Da fine febbraio, alcuni duecentomila I rifugiati non ucraini sono fuggiti dalle bombe e dai proiettili russi e si sono diretti a ovest per una breve tregua. Per coloro che evitano il razzismo e gli abusi ai confini dell’Ucraina – un destino che ha sofferto anche per molti nell’enorme comunità rom del paese – l’UE offre qualcosa di più insidioso. Dopo essere fuggiti da un paese in guerra, si trovano ad affrontare un problema lento con un sistema che è insuperabile e fondamentalmente ostile agli estranei, che offre speranza e disperazione in egual misura.
ritirarsi
Per Mary e Yahya, gran parte della difficoltà è radicata nel fallimento della burocrazia europea. Quando sono fuggiti da Kharkiv all’inizio di marzo, hanno inizialmente sperimentato un’ondata di speranza. Gli è stato permesso di attraversare il confine polacco con la Germania con migliaia di altri rifugiati, sia ucraini che non ucraini. Ricevono un caloroso benvenuto alla stazione centrale di Berlino e Julia Damhaus, che aiuta a coordinare le migliaia di rifugiati che arrivano alla stazione ogni giorno, spiega loro come ottenere i biglietti del treno gratuiti. Avevano programmato di andare a Roma e non vedevano l’ora – anche se Yahya non conosceva nessuno nel paese, Mary aveva una sorella nell’Italia centrale, e questo è già qualcosa. Hanno ottenuto la tariffa gratuita e sono stati in grado di prendere un treno senza problemi.

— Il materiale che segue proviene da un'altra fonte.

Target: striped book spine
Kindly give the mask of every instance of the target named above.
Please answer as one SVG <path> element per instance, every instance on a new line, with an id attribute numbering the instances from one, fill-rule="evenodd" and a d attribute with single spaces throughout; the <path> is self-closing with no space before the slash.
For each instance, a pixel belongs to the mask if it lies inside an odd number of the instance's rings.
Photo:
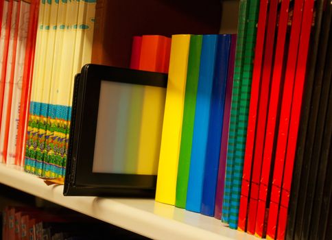
<path id="1" fill-rule="evenodd" d="M 239 117 L 237 123 L 237 140 L 233 165 L 234 171 L 232 176 L 232 194 L 228 221 L 230 228 L 235 229 L 237 228 L 237 219 L 241 197 L 241 187 L 242 184 L 242 173 L 247 136 L 248 115 L 249 112 L 251 82 L 252 79 L 252 62 L 256 45 L 259 3 L 259 1 L 250 1 L 250 3 L 248 28 L 246 32 L 244 69 L 240 80 L 241 82 L 241 93 L 238 112 Z"/>
<path id="2" fill-rule="evenodd" d="M 232 188 L 232 176 L 233 163 L 235 154 L 236 130 L 237 122 L 237 111 L 239 110 L 239 97 L 241 90 L 241 75 L 243 71 L 244 43 L 246 40 L 246 21 L 249 5 L 246 0 L 240 1 L 239 12 L 239 24 L 237 27 L 237 43 L 235 53 L 235 64 L 234 67 L 234 80 L 232 93 L 232 104 L 230 108 L 230 119 L 229 123 L 228 143 L 227 149 L 227 160 L 226 165 L 225 186 L 224 189 L 224 202 L 222 203 L 222 221 L 228 223 L 230 197 Z"/>

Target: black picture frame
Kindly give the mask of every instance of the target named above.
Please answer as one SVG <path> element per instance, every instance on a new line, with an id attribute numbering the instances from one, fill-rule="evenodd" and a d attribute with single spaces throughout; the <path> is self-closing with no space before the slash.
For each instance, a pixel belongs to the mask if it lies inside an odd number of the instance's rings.
<path id="1" fill-rule="evenodd" d="M 155 175 L 93 172 L 101 82 L 166 88 L 165 73 L 89 64 L 75 77 L 64 195 L 154 197 Z"/>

Tutto ciò ha dato loro l’impressione che avrebbero ricevuto gli stessi diritti dei cittadini ucraini: un anno di garanzia di soggiorno in qualsiasi paese dell’UE se avessero avuto permessi di soggiorno ucraini a lungo termine. All’inizio della crisi, l’UE ha dispiegato poteri di emergenza per abrogare la Convenzione di Dublino del 1990, che richiede ai rifugiati di presentare le loro richieste nel primo paese dell’UE in cui entrano; Invece, agli ucraini sarà concessa una relativa libertà di viaggiare in tutto il blocco.
Gli sforzi per estendere questi diritti ai non ucraini nel Consiglio europeo sono falliti dopo le pressioni del Visegrád, un gruppo di paesi confinanti con l’Ucraina che include Ungheria, Polonia, Repubblica Ceca e Slovacchia. Altri paesi europei, tra cui l’Italia, hanno seguito l’esempio. Invece di ottenere un’esenzione temporanea, i non ucraini residenti in Ucraina dovrebbero dimostrare che il ritorno a casa li metterebbe a rischio o affrontare l’arduo processo di presentazione di una domanda pubblica di asilo, lunga anni.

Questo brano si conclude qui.